The wave 3 from 11117 to 10276 was extended, about 841 points so wave 5 can be a smaller wave, till 10118 followed by a 600 point counter rally.

Either ways in the near term we are headed up.

For traders, 10000-10100 is buying zone and 10700-10800 selling zone.

For investors, 10100 is a 1 buying zone and 9500-9700 second buying zone.

Saturday, February 3, 2018

Technical Analysis for week 5th Feb 2018

The markets closed at 10760 down from a 52 week high of 11172. Let us look at the technical analysis.

1. Wave 1 from 9687 to 10490 a gain of  803 points.

2. Wave 2 corrected to 10033, a loss of 457 points or a correction of 57 pc.

3. Wave 3 started from 10033 to 11172, a gain of 1139 points.
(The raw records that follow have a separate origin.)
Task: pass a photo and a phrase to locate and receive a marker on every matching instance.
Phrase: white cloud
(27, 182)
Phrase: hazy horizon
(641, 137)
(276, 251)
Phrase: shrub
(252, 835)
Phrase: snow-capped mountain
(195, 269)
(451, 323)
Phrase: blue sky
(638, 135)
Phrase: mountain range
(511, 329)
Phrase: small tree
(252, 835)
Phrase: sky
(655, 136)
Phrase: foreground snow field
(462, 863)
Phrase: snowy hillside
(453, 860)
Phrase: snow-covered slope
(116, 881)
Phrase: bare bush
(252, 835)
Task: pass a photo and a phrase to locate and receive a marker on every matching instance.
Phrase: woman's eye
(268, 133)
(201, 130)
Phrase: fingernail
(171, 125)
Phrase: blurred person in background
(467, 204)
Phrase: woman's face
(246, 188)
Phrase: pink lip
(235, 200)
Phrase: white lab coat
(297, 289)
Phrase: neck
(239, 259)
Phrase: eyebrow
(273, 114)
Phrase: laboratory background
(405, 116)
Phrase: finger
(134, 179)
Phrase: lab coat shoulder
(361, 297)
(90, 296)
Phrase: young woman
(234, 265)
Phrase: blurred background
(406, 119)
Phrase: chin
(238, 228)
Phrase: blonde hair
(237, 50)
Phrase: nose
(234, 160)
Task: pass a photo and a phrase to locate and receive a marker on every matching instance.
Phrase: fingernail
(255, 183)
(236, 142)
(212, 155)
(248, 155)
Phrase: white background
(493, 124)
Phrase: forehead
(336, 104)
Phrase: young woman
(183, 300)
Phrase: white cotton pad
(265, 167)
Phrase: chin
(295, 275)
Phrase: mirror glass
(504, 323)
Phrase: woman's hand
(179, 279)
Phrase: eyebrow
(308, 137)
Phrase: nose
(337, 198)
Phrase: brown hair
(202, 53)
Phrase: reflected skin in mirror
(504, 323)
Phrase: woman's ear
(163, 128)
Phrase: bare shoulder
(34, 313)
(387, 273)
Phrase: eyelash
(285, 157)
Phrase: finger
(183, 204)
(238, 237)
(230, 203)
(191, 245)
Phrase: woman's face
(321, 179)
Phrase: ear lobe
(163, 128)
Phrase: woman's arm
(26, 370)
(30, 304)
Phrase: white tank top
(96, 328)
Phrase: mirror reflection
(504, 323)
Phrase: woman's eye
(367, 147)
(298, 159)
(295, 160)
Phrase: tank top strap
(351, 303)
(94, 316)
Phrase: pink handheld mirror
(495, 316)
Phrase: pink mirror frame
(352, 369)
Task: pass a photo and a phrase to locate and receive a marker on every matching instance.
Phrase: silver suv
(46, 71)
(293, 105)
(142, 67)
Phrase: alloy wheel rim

4. Wave 4 started from 11172.

A is 11172 - 10878 equal to 294 points
B is 10878 - 11117 equal to 239 points
C is 11117 to 10736 ongoing so far 381 points.

If C is 1.618 times A target is 10641.

Now 2 probabilities from here, 5 the wave starts for at least 800 points from here or it is abc x abc correction.

Targets of x can be  200 to 350 points.

So, if 1 more abc down then that will start from 10900- 11000 to 10500.